孙覆洲走到沙发旁,倒了杯水,然后往柔软的沙发上倒下。
狗也憨憨地跟了上来,在他腿边坐下。
局里有警犬,孙覆洲偶尔会顺手撸两把,他以前也训过警犬,不过在一次案子中牺牲了,之后他就没再养,伤心归伤心,同样既是没那个心力,也没那个时间。
孙覆洲亲昵地搂过狗子的脑袋,指尖却在颈处摸到一个细细的项圈,顺着摸到前面,还有个小金属牌,应该是缝在了项圈上。这项圈是黑色的,藏在毛发里不大显眼,上次也没仔细看,竟是今天才发现。
摸着那金属牌上似乎刻了字,可狗毛有点长挡着了,于是他埋头解了那个项圈,拿在手里,便立马看清晰了。
正面就俩字——发财。
应该是它的名字。
金属牌很小,也就手指宽,只有上面两个角固定了,可以掀过去。
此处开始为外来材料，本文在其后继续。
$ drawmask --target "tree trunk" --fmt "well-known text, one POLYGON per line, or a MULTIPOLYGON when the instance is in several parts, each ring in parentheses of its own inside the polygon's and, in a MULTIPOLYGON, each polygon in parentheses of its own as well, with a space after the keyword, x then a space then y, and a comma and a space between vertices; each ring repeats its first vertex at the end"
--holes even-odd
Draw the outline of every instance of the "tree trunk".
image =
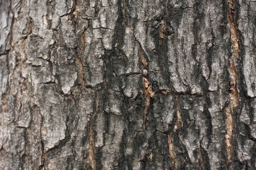
POLYGON ((256 170, 256 1, 0 3, 0 169, 256 170))

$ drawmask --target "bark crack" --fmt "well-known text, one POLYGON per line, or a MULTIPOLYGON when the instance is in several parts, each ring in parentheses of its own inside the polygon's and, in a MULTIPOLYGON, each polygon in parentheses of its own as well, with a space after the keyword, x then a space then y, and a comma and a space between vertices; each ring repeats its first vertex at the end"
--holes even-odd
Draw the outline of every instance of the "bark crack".
POLYGON ((89 148, 89 158, 91 162, 91 166, 92 170, 96 170, 96 163, 95 159, 95 143, 94 143, 94 134, 93 129, 93 122, 92 119, 94 116, 96 114, 99 107, 99 92, 96 92, 96 106, 94 113, 92 115, 90 120, 89 121, 89 138, 90 138, 90 146, 89 148))
POLYGON ((228 164, 231 159, 232 155, 232 134, 233 130, 233 115, 234 109, 238 105, 239 91, 237 89, 237 74, 236 70, 236 59, 239 57, 239 42, 237 37, 237 31, 236 27, 234 18, 235 6, 233 0, 227 0, 228 7, 227 9, 227 19, 230 23, 230 29, 231 33, 231 44, 232 55, 230 58, 230 65, 228 68, 229 72, 229 96, 230 99, 229 107, 225 109, 226 113, 226 134, 224 141, 226 145, 227 160, 227 168, 228 164))
POLYGON ((169 154, 171 157, 173 161, 173 165, 172 168, 174 170, 176 170, 175 162, 176 162, 176 154, 173 150, 174 149, 174 145, 172 141, 172 136, 171 134, 168 133, 167 134, 168 137, 168 147, 169 154))

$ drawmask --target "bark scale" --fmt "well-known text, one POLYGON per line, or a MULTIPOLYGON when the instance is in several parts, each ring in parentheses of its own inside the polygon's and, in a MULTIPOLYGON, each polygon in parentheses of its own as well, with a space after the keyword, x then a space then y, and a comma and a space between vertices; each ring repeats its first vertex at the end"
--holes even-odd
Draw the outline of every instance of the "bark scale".
POLYGON ((0 1, 0 169, 256 170, 256 1, 0 1))

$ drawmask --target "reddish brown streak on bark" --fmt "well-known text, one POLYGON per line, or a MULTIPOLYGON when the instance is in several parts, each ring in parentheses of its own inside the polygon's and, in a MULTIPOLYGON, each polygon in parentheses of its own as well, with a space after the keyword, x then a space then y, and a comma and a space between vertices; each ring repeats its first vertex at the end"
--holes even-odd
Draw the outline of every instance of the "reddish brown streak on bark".
POLYGON ((227 150, 227 168, 228 164, 231 160, 232 155, 232 136, 233 130, 233 115, 234 114, 234 109, 238 105, 239 91, 237 89, 237 74, 236 70, 235 60, 239 57, 239 42, 237 37, 237 32, 235 23, 235 6, 233 0, 228 0, 228 20, 230 23, 231 33, 232 46, 233 54, 230 58, 230 65, 228 69, 230 74, 229 95, 230 100, 229 107, 225 108, 226 129, 227 134, 224 141, 227 150))
POLYGON ((173 150, 174 149, 174 145, 173 145, 172 141, 172 137, 171 136, 171 134, 170 134, 170 133, 168 133, 167 134, 167 136, 168 137, 168 146, 169 154, 170 155, 170 156, 171 156, 171 157, 172 157, 172 160, 173 162, 172 166, 173 169, 174 170, 176 170, 176 154, 173 150))
POLYGON ((92 170, 97 169, 96 160, 95 159, 95 144, 94 143, 94 134, 93 130, 93 122, 92 119, 96 114, 99 107, 99 92, 96 93, 96 105, 94 113, 92 115, 89 121, 89 136, 90 136, 90 147, 89 148, 89 158, 91 162, 92 170))

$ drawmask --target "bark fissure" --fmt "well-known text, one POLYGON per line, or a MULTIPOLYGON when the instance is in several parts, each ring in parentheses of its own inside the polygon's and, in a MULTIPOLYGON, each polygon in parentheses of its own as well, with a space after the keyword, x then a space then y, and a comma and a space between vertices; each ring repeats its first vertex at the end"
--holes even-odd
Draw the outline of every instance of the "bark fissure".
POLYGON ((172 136, 171 136, 171 134, 170 133, 168 133, 167 134, 168 138, 168 147, 169 147, 169 154, 171 157, 172 159, 172 168, 173 168, 174 170, 176 170, 176 153, 174 152, 174 145, 173 144, 173 143, 172 140, 172 136))
POLYGON ((232 156, 232 136, 233 131, 233 116, 235 114, 234 109, 238 105, 239 91, 237 88, 238 75, 236 69, 235 61, 239 57, 239 42, 234 18, 235 7, 233 0, 228 0, 227 19, 230 23, 231 32, 231 48, 232 55, 230 57, 228 68, 229 73, 229 96, 230 98, 229 107, 225 109, 226 113, 226 129, 227 133, 225 137, 225 143, 227 150, 227 166, 231 160, 232 156))
POLYGON ((91 166, 93 170, 97 169, 96 159, 95 159, 95 143, 94 142, 94 133, 93 130, 93 119, 97 113, 99 107, 99 92, 96 92, 96 103, 95 106, 95 111, 91 116, 89 121, 89 138, 90 138, 90 146, 89 148, 89 158, 91 162, 91 166))

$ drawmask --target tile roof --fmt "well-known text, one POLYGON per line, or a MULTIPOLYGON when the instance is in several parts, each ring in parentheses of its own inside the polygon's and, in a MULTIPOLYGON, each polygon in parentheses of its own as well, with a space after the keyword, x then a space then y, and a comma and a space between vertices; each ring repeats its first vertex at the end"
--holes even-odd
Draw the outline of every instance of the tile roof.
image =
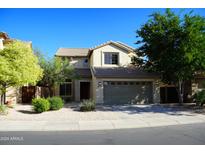
POLYGON ((158 78, 157 73, 150 73, 138 68, 129 67, 93 67, 95 77, 103 78, 158 78))
POLYGON ((88 48, 59 48, 56 56, 85 57, 88 52, 88 48))

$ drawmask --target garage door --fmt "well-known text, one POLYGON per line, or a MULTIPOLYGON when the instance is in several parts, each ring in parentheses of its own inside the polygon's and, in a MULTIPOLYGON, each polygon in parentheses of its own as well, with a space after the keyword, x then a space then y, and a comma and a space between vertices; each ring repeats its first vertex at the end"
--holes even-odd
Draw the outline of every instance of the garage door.
POLYGON ((152 82, 104 81, 104 104, 149 104, 152 91, 152 82))

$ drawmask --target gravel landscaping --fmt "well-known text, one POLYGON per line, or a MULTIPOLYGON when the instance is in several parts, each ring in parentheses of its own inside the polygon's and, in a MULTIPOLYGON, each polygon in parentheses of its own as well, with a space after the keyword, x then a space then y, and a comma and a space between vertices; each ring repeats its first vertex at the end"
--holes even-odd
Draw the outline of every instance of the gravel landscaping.
POLYGON ((174 119, 177 117, 199 117, 205 119, 204 114, 193 112, 191 109, 167 107, 161 105, 124 105, 97 106, 96 111, 80 112, 79 104, 66 104, 61 110, 48 111, 37 114, 31 105, 17 104, 9 109, 9 114, 0 116, 0 120, 9 121, 93 121, 93 120, 122 120, 122 119, 174 119))

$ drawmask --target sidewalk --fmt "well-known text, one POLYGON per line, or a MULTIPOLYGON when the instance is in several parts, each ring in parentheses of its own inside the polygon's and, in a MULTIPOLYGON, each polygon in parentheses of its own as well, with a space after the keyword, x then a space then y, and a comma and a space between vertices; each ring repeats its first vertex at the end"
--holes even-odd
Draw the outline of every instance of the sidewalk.
POLYGON ((144 118, 93 121, 0 121, 0 131, 80 131, 205 123, 203 117, 144 118))
POLYGON ((102 106, 94 112, 65 106, 59 111, 35 114, 31 105, 17 105, 7 116, 0 116, 0 131, 107 130, 205 123, 204 113, 162 105, 129 105, 102 106))

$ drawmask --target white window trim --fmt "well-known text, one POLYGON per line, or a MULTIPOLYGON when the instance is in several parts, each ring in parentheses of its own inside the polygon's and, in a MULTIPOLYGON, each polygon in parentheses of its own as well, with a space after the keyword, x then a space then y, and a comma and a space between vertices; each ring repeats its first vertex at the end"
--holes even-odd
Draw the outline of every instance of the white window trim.
POLYGON ((104 66, 119 66, 119 64, 120 64, 120 53, 119 53, 119 52, 105 51, 105 52, 103 52, 102 58, 103 58, 103 65, 104 65, 104 66), (118 55, 118 64, 105 64, 105 54, 106 54, 106 53, 117 54, 117 55, 118 55))

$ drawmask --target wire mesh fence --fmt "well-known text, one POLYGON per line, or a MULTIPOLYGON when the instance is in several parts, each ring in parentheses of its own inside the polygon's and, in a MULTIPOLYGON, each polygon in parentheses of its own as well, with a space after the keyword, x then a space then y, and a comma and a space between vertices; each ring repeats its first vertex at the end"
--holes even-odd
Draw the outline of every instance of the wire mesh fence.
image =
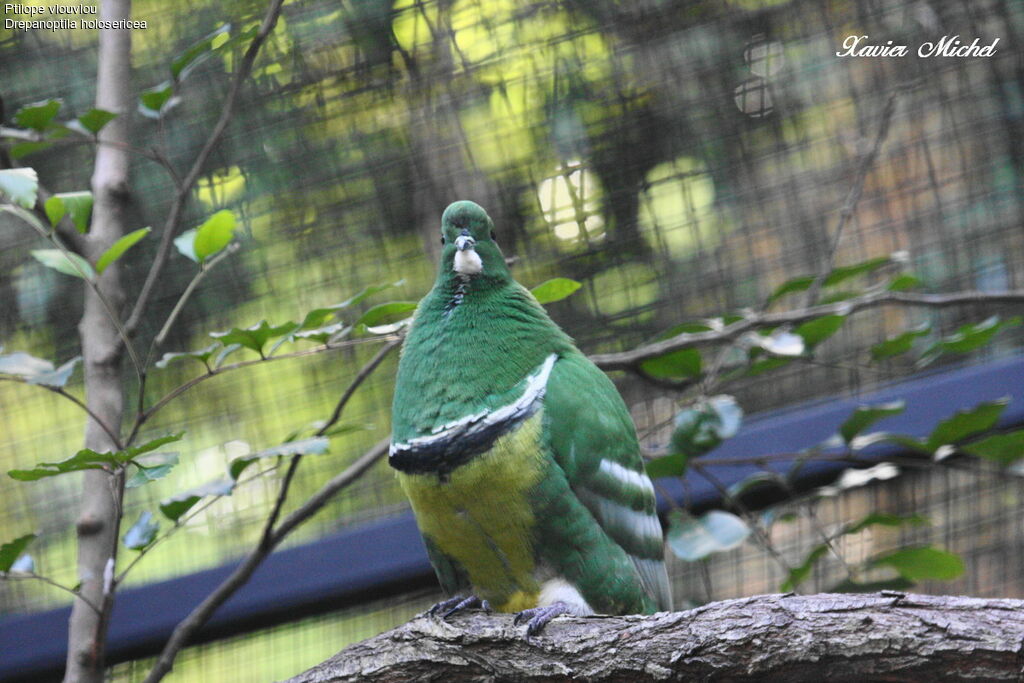
MULTIPOLYGON (((169 58, 198 37, 225 22, 244 31, 261 11, 249 1, 137 2, 134 14, 150 28, 135 35, 136 86, 160 83, 169 58)), ((367 285, 400 282, 381 296, 417 299, 433 276, 440 212, 463 198, 494 217, 521 282, 561 275, 584 284, 551 313, 587 352, 628 349, 683 321, 761 309, 780 284, 829 262, 899 253, 927 291, 1020 288, 1022 32, 1024 8, 999 0, 290 3, 188 208, 193 224, 217 209, 234 210, 243 249, 206 280, 166 348, 201 348, 209 332, 260 319, 296 319, 367 285), (909 45, 910 55, 837 56, 848 37, 860 35, 909 45), (947 35, 999 42, 991 57, 915 56, 918 45, 947 35)), ((6 120, 19 105, 48 97, 62 99, 67 118, 87 110, 94 40, 88 31, 0 33, 6 120)), ((185 165, 219 112, 225 74, 238 57, 227 52, 198 67, 160 123, 136 116, 133 144, 160 146, 173 165, 185 165)), ((36 167, 52 191, 65 191, 87 186, 90 154, 87 145, 58 144, 5 161, 36 167)), ((172 179, 139 159, 132 182, 137 224, 162 224, 172 179)), ((0 218, 0 342, 62 361, 79 352, 80 297, 70 279, 31 259, 39 246, 0 218)), ((126 261, 130 292, 140 286, 153 247, 143 243, 138 251, 126 261)), ((889 274, 878 271, 857 286, 889 274)), ((173 263, 141 340, 156 334, 189 276, 183 259, 173 263)), ((791 295, 774 305, 803 304, 791 295)), ((934 338, 992 312, 999 308, 873 309, 813 357, 745 377, 729 390, 748 413, 865 391, 915 371, 901 357, 865 362, 871 344, 923 323, 934 338)), ((1019 344, 1011 334, 985 353, 1013 352, 1019 344)), ((222 475, 232 456, 325 419, 373 351, 353 346, 225 373, 169 403, 146 428, 153 435, 187 430, 181 465, 131 493, 126 519, 222 475)), ((386 435, 393 371, 394 360, 385 361, 346 408, 350 430, 333 439, 331 454, 306 459, 291 505, 386 435)), ((147 397, 196 373, 186 364, 154 373, 147 397)), ((615 379, 641 426, 671 416, 678 392, 633 376, 615 379)), ((80 381, 70 390, 80 392, 80 381)), ((4 469, 80 447, 83 416, 59 397, 0 383, 0 403, 4 469)), ((280 475, 254 476, 196 515, 133 569, 129 583, 242 555, 258 538, 280 475)), ((966 495, 961 483, 929 481, 934 505, 966 495)), ((38 532, 37 566, 66 585, 75 583, 78 485, 75 475, 0 480, 3 537, 38 532)), ((1019 538, 1020 524, 1013 526, 1007 511, 1020 511, 1020 492, 991 477, 971 485, 978 487, 973 497, 1013 499, 1006 508, 972 513, 970 524, 943 526, 967 555, 975 547, 980 556, 977 525, 1013 527, 1019 538)), ((894 500, 912 499, 908 486, 894 490, 894 500)), ((391 473, 378 467, 288 543, 401 509, 391 473)), ((795 531, 795 543, 813 543, 810 533, 795 531)), ((1009 565, 993 571, 987 561, 969 569, 972 592, 1010 586, 993 578, 1009 565)), ((678 592, 708 599, 777 583, 771 570, 745 562, 730 554, 708 566, 674 565, 678 592)), ((67 600, 45 585, 0 583, 0 613, 67 600)), ((263 652, 316 641, 302 663, 308 666, 424 604, 423 596, 410 596, 401 605, 356 610, 362 616, 314 617, 251 638, 279 643, 280 650, 263 652)), ((195 673, 180 680, 231 680, 229 672, 241 671, 232 657, 249 657, 231 652, 247 647, 242 638, 196 648, 187 655, 195 673), (215 652, 224 670, 204 670, 215 652)), ((141 666, 112 675, 134 680, 141 666)))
孙覆洲手指一动,反面也凹凸不平。
他眯起眼,站到亮堂的地方,好不容易看清了那几个小小的字母——
b-o-a-t
第37章 卷叁?繁花(一)
夜里,窗外的风悉悉索索地鼓动枝叶。
冗长的梦裹夹着水色潋滟,不知是出租屋里的暖气开得高,还是两层鸭绒的被子闷得太死,床上中的男人看起来睡得不太踏实,满头淋淋的汗水。
身上的单衣与宽阔的后背大片大片地贴合着,实在不舒服,他在梦中挣扎着,沉沦着。
“我...靠.......”
忽然,孙覆洲猛地睁眼,大喘了几口气。
刚刚那一瞬间神魂分离的虚幻感渐渐消失,梦里那具坚硬又柔软的身体早已步步远离、消散,只留下心头一触即分的痒——是昆虫的触须挠在心窝上的痒。
孙覆洲抬手揉了揉两颊,试图让自己清醒些,被子因为动作的起伏而灌了些风。
背后冰冷的粘腻感让他眉头一下子就紧皱了起来。
清清冷冷的月光从窗户里洒进来,天花板好像笼罩了一层轻透的薄纱,他伸手往枕头下摸索。
手机屏莹莹亮起,正值夜半时分。
?
“估计是知道自己完蛋了,李爱城对自己的犯罪行为供认不讳......”电话里的人声音略显疲惫,不过说话的精神头却没少,“尊敬的孙副,你就那点伤居然能在家躺一个星期,真想一次性把一年假休完啊?”
孙覆洲把手机开着免提,放在一边。
对于李儒的喋喋不休,他认真考虑了两秒:“明天吧,今天我接沈垣出院。”
李儒在电话那头分外不解:“不是,你跟这沈垣怎么回事,案子查着查着,怎么查成一家人了?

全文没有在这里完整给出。